I was wondering if we can create a dataset from the transcripts of individual videos to build an LLM application with RAG + vector DB for educational purposes. I would like to practice some of the new skills that we have learned from the short courses.
In summary, would it be okay to create and share such dataset in the following format:
Course: Advanced Retrieval for AI with Chroma
Video 1: Introduction
Video 2: Overview of embeddings-based retrieval
Yes, that would be nice. I mean I can replace the dataset with something else to do the same but I thought it would be nice to share this with the community as well, and would be a nice demonstration of the content of the course.
Thank you so much for your answer! All clear now and my only intention is to be able retrieve the relevant information and where it’s being told in the courses. It’s only for educational purposes with no monetization. For example, I will ask What is RAG? and I will retrieve the answer + where it’s told (e.g. Course: Advanced Retrieval for AI with Chroma - lecture 1 - Introduction).
@snnclsr, this is a great initiative! This is aligned with our code of conduct, as we really appreciate when learners collaborate to share knowledge.
However, just keep in mind that this will be fine as long as you stick with free resources that are available for everyone in this forum. This includes the slides and transcripts as well. This does not include any ungraded lab or assignment, since they are not accessible by everyone in this forum.

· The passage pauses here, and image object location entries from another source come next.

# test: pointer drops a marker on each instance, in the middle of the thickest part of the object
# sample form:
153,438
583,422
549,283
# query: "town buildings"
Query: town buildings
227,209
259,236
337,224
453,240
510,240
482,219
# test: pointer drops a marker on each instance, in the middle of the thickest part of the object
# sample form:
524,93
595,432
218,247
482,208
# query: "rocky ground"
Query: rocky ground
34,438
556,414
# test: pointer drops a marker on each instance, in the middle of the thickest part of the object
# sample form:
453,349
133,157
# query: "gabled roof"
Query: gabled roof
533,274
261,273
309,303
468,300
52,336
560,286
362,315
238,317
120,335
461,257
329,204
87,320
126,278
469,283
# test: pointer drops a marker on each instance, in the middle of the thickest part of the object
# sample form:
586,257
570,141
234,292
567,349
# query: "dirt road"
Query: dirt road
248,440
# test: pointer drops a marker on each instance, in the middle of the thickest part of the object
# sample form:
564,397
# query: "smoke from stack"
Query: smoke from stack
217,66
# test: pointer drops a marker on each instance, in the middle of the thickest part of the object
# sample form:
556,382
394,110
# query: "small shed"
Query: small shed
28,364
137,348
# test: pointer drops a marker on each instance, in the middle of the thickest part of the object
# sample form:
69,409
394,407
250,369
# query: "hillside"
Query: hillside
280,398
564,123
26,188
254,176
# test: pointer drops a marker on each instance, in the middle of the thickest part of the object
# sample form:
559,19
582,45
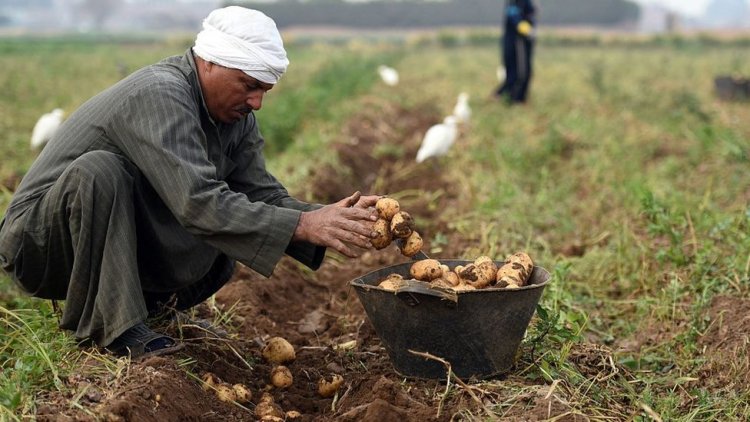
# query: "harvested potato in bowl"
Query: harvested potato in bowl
480,274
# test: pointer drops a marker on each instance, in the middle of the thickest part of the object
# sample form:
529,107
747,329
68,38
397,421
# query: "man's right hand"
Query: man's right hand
346,226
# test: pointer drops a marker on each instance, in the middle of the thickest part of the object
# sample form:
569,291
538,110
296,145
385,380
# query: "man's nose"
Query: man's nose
255,101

Thanks again for this initiative, and for sharing it with the community. We’re excited to learn the different ways that people use it to improve their learning.
Just my 1 cent worth, as a learner… I’m not sure that the transcripts in their raw source form will work well for @snnclsr 's purpose. For myself, I’ve started downloading the transcripts and then I revise, edit, and simplify the text so that I can understand it better. I also get rid of various ‘asides’ and tangential comments that distract from the key points, and add cross-references to external content as needed. In other words, I think it could be useful to clean up the transcripts so that they work best for your purpose. Perhaps you’ve already considered doing this?